Our brains and bodies did not evolve in order to do the things they now do, be it blowing glass or choreographing a ballet. The fact that they can do those things, but not others, is because culture put pre-existing brain structures to those particular uses, activating a subset of our latent talents. Other cultures on other worlds may have elicited other ones.

Wagner places a lot in this category: linear algebra, the law of conservation of energy, the cure for scurvy, the paintings of van Gogh and Vermeer, the poetry of Dickinson and Keats, the compositions of Johann Sebastian Bach. And even—shockingly, ironically—the wheel. These were not “successful”—which Wagner defines as garnering a place in the historical record—when first generated, but only became so once the world caught up with them.
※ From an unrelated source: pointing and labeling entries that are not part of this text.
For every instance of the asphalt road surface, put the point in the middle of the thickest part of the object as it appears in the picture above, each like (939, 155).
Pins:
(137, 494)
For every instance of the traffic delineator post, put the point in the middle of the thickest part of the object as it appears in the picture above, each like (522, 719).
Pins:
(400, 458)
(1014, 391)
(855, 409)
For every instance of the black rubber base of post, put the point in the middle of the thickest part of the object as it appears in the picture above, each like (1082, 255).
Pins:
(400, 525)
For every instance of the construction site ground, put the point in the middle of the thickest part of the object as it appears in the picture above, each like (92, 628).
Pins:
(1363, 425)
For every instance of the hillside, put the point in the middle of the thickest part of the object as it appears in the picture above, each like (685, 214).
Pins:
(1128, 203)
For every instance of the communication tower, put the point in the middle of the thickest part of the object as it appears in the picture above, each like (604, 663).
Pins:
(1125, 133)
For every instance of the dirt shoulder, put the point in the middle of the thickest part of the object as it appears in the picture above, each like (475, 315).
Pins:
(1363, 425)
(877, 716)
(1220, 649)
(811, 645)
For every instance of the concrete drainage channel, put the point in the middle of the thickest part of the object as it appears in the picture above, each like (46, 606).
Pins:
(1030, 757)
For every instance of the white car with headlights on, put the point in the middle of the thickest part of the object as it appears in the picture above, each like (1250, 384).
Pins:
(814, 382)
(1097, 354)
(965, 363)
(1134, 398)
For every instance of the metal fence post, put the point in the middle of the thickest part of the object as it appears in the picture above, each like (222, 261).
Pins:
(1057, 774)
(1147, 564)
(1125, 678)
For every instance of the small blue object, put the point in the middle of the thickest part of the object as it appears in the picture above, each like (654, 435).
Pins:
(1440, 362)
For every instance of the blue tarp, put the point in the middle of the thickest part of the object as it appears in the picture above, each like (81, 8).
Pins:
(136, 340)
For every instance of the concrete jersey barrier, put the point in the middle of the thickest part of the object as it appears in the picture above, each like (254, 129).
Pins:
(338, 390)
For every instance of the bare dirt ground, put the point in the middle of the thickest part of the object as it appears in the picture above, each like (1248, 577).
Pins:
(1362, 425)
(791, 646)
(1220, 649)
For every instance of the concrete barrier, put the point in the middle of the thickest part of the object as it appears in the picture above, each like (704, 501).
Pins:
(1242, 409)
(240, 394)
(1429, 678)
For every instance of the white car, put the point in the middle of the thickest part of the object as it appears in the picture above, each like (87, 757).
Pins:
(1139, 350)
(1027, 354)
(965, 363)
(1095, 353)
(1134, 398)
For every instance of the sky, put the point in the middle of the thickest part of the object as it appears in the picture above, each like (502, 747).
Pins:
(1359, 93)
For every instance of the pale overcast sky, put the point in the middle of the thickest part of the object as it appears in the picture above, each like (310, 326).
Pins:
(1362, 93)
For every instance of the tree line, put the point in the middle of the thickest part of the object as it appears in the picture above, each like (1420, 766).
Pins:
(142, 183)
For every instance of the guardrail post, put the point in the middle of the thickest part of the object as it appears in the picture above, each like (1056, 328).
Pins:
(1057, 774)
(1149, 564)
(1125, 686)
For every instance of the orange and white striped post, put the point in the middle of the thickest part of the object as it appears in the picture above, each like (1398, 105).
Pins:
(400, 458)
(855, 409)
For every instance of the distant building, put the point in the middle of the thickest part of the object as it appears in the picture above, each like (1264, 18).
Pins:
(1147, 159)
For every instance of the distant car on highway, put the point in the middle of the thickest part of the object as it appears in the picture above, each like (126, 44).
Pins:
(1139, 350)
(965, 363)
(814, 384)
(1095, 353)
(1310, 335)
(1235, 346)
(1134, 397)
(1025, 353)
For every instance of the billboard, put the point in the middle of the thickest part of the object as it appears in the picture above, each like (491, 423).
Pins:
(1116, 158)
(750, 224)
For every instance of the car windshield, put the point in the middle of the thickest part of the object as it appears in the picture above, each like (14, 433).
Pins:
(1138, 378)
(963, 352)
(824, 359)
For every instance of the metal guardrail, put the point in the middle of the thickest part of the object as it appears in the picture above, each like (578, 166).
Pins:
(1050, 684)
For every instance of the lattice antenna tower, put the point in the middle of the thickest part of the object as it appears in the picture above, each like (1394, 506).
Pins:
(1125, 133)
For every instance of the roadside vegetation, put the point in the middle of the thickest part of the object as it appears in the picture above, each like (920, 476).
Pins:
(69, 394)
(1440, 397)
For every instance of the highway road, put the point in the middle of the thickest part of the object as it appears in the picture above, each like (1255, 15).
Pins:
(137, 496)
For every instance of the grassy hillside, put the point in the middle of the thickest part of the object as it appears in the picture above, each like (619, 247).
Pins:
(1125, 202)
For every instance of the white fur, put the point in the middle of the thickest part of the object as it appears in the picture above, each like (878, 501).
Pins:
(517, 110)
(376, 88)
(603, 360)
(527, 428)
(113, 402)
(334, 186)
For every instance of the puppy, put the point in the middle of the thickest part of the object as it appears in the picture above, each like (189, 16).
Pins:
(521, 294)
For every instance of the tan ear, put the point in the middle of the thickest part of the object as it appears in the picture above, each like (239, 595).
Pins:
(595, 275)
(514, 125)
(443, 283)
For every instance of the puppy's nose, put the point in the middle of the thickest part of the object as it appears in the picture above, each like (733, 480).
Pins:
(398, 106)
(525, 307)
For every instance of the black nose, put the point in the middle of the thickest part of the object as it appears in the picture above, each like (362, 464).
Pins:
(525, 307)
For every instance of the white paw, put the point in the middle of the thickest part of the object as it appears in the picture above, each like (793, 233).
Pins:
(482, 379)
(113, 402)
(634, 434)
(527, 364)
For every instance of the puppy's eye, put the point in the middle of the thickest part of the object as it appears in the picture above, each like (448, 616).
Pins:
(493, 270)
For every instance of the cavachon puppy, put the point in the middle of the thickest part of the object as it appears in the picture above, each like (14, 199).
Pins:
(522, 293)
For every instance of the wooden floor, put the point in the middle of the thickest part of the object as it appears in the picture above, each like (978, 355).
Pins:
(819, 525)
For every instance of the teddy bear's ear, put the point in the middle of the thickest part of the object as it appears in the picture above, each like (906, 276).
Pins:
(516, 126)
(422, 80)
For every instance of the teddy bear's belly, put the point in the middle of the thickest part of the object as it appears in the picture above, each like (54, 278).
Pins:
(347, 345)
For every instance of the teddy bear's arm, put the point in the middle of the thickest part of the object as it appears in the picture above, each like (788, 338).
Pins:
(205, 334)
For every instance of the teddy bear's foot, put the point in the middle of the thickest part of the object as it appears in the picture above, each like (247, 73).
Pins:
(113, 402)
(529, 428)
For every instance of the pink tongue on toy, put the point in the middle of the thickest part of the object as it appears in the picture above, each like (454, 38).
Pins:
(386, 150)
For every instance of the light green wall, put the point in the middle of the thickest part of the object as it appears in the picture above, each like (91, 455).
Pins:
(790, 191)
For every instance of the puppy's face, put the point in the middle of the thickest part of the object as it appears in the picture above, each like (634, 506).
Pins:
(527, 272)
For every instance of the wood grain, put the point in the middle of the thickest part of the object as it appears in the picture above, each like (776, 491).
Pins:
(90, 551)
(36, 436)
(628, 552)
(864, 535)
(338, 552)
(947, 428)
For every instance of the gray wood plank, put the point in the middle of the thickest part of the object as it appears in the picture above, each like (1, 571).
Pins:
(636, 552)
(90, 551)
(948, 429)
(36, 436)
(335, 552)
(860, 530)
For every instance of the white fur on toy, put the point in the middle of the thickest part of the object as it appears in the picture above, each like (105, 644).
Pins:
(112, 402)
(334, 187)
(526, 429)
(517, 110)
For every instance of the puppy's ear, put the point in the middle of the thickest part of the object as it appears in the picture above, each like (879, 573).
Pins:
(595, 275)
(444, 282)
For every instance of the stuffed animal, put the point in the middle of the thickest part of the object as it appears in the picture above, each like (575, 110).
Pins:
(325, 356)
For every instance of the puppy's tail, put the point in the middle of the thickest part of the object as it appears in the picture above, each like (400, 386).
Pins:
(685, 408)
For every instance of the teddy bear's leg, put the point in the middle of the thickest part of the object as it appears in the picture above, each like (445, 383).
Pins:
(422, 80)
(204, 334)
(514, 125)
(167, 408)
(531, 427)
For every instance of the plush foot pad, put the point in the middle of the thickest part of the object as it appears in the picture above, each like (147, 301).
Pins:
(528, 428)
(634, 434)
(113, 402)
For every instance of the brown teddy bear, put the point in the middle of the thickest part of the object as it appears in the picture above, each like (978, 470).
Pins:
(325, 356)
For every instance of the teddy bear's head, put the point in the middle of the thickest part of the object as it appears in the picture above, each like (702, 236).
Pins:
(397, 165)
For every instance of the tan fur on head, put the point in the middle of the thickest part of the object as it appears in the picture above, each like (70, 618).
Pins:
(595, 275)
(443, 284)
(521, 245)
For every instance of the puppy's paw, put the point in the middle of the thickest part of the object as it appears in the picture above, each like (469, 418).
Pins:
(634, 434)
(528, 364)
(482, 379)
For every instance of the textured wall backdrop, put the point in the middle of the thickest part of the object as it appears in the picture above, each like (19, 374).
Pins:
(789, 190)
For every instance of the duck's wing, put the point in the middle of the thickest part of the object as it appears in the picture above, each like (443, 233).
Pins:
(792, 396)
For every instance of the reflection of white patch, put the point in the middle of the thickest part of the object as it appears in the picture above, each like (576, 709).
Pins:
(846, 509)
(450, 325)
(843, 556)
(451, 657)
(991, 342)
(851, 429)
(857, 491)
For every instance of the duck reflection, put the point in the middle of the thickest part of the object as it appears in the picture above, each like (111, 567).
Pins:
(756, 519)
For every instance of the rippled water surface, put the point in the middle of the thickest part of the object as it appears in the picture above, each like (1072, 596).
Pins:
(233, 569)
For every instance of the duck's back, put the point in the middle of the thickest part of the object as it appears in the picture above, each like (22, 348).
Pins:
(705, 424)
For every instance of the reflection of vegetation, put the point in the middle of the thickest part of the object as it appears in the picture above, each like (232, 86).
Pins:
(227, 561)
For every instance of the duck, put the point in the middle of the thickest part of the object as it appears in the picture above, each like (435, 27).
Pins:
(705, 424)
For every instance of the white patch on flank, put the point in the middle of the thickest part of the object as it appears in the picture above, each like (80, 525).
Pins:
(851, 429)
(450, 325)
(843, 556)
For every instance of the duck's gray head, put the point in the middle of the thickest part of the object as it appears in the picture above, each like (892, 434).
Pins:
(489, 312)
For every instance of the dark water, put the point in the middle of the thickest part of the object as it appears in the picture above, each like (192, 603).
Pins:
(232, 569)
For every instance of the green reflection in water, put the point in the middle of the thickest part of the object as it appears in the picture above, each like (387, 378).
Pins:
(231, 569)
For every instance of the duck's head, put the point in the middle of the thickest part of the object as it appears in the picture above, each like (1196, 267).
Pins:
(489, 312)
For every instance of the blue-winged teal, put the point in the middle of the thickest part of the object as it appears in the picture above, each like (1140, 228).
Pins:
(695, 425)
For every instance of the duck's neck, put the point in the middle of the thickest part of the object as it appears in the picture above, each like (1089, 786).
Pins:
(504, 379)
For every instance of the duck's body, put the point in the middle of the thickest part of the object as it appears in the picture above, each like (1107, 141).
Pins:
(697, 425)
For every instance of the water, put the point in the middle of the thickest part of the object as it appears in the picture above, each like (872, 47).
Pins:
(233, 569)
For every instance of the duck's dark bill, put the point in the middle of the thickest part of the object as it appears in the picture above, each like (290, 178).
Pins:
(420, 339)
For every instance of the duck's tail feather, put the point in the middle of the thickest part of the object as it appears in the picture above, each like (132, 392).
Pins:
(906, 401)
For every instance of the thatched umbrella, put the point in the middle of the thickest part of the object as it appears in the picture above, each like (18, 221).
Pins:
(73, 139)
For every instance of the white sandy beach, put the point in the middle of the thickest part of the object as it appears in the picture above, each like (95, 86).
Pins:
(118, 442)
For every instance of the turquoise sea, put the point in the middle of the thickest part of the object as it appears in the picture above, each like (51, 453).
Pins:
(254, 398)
The cure for scurvy and the wheel, among other innovations, were even discovered repeatedly, in different times and places, before they landed in a time and place that was suitable for them to take hold and make an impact.

In some ways, they’re just like C4 photosynthesis, which grasses developed long before carbon dioxide levels in the air dipped enough to render it beneficial.

Wagner also insists that analogies themselves are sleeping beauties—that our brains’ ability to link seemingly unrelated concepts can “help explain why our culture overflows with innovations.” He uses analogies and metaphors as indicators of the human capacity for abstract thought—our ability to make connections in our brains between things that are not obviously connected in reality, like comparing a love affair to a journey. He writes that these sleeping beauties “are hidden relationships among objects. Such relationships lie dormant until we discover an analogy or metaphor that reveals them to us... these relationships remain hidden, inaccessible to us, until a brain circuit has revealed them.” E.g. until someone thought them up.

This seems like a stretch. It makes sense that linear algebra would have to wait for technology to develop that would demonstrate its value, and thus would have a dormancy period. But analogies and artworks don’t exist outside of their creators in the way that natural laws and biological traits do. Applying evolutionary principles designed to explain biological traits and diversity to ideas and behaviors lends them an external realness, an independence and inevitability, that they don’t have in the way that phenotypes do.

Wagner ends with advice for would-be innovators to up the chances of their innovations successfully becoming integrated into the annals of history: listen to the world to find out what it wants, then provide it, like Jonathan Strange did when he built magical roads for Wellington’s soldiers in Spain. Alternatively, generate the environment that your creation needs to succeed. That may be the mark of true genius.